I can't remember when was the last time I ate store-bought dumplings/potstickers. Making dumplings is very easy and there is a wide range of ingredients you can choose from for the stuffing. Well, I consider this Chinese thing is very similar to its Italian counterpart,ravioli; the determinant is that Chinese would not stick any sort of cheese into their dumplings. 
I come to realize that the fad of making potstickers is to pour flour-water mixture into the saute pan so that the mixture would form a thin, crispy, and golden-brown crust. The ratio of flour to water is about 1:2 and it doesn't need to be exact. After pouring the mixture, put on a lid which roughly covers the saute pan and wait till the dumpling's skin turns translucent. 


Kimchi Fever!

Trav and I have moved into our new home in Provo for about one month now. He's still juggling among school, work, and his dear wife while I've been a full-time housewife. The fact that being at home all the time is totally out of my hand and I'm still trying to manage my new post-student life:) (I just hope that USCIS can approve my green card application ASAP).
I thought I was totally not a blogger material, just as what I stated on facebook one time. Yet It's undeniable that writing blog entries is one of the easiest ways to kill time (and keep on practicing English writing). I hope I can keep in touch with my dear families and friends through this blog, an intimate site and hopefully, a cozy, fun spot for all the blog visitors in the future. The entries in the blog would appear in either English or Chinese, reflecting the different natures of my life events (or merely my moods). 

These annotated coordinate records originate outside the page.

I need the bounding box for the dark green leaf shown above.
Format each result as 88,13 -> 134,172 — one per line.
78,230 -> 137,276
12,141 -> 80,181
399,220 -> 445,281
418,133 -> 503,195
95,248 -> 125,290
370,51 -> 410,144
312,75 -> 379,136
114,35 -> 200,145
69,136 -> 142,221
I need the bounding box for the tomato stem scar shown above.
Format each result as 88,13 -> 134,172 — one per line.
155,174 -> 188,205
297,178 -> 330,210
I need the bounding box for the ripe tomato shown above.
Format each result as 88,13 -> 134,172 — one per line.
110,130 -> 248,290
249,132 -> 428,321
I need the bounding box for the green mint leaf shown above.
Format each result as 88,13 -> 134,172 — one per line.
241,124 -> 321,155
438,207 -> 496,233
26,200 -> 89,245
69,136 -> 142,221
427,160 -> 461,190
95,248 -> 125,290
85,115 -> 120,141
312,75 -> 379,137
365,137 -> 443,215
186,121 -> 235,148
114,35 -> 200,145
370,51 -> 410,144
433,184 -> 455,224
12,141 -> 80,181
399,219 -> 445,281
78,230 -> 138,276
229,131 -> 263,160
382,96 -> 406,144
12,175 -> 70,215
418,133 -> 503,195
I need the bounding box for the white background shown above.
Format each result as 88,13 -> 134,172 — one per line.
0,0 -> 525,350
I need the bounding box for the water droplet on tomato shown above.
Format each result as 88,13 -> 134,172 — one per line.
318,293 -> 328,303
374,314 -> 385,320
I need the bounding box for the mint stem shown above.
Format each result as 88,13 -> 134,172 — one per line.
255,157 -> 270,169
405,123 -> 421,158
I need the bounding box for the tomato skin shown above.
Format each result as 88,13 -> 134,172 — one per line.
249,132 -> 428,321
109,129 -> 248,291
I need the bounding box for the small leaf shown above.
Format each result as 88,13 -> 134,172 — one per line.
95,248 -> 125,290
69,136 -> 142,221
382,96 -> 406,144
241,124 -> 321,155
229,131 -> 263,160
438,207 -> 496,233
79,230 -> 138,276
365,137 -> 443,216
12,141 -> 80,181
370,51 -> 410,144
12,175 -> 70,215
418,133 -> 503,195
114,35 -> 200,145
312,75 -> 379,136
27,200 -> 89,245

Ok. So for people who know me pretty well understand that I'm a food nut and I can't bear monotonous, repetitive diet. This personal trait is getting even more obvious after being a full-time housewife (since I don't have any other obligation now). On the contrary, Trav is that kind of guy who can live on pizzas and McDonald's dollar menu. I guess I am converting him to my foodology somehow.
Thanks to God's mercy that Trav was sent to Japan for his mission. During the nearly 2-year span, he's learned to deal with and appreciated different food cultures and palettes. We went to the First Oriental store and brought a huge jar of kimchi home. The pic of kimchi hot pot is one of our experimental dishes. Making Asian food in the states, especially in Utah, definitely requires some improvising skills and a creative mind. (It's not saying I have either). Well, I sauteed kimchi along with a piece of fresh ginger and some green onions and then mixed all of them with chicken broth. I also poured in some kimchi juice to make rich and flavorful hot pot broth. The following list shows what was in that pot: tofu, napa, broccoli, enoki mushroom, fresh shitaki mushroom, bacon pork, squid fish ball, oden fish ball, and etc. I was dreaming to get blood rice cakes...well, maybe next time. when it comes to dipping sauce, I sticked to my Taiwanese root and made a Chinese-barbecue-based sauce. A profound flavor blending Chinese BBQ sauce, soy sauce, chopped green onions, sesame oil, and a splash of Chinese black vinegar gave this korean dish a Taiwanese twist.